Sunday, November 28, 2010

Not to Beat a Dead Horse . . .

. . . but there are a whole slew of questions arising from the use of TSA's pornoscanners at airports. And let's just leave out the part of the slew that has to do with civil liberties, invasion of privacy, etc. Let's just concentrate on questions concerning the safety of these machines. Serious scientific questions are being raised about the effects of the radiation produced by these scanners on the human beings. A young scientist at the University of California Davis has put out a layman's friendly explanation of the concerns being raised by him and his colleagues. The bottom line for these investigators is that the machines are not safe for use.
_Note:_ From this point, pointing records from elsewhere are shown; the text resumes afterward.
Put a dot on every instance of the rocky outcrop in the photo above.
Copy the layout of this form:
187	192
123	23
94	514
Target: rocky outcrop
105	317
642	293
Here are the questions these scientists are asking about the scanners:
  • What happens if the machine fails, or gets stuck, during a raster? 
  • How much radiation would a person's eye, hand, testicle, stomach, etc be exposed to during such a failure? 
  • What is the failure rate of these machines? 
  • What is the failure rate in an operational environment? 
  • Who services the machine? 
  • What is the decay rate of the filter? 
  • What is the decay rate of the shielding material? 
  • What is the variability in the power of the X-ray source during the manufacturing process?
Needless to say, answers to the questions have not been satisfactorily answered by TSA. Responses appear to be quickly cobbled together reports by "mid-level lab technicians" with no scientific publications or academic or medical pedigrees. Safety concerns are even more serious for women, children, and infants subjected to radiation doses far exceeding advisable limits. 

So . . . what do you think the odds are that these scientists are going to be heeded?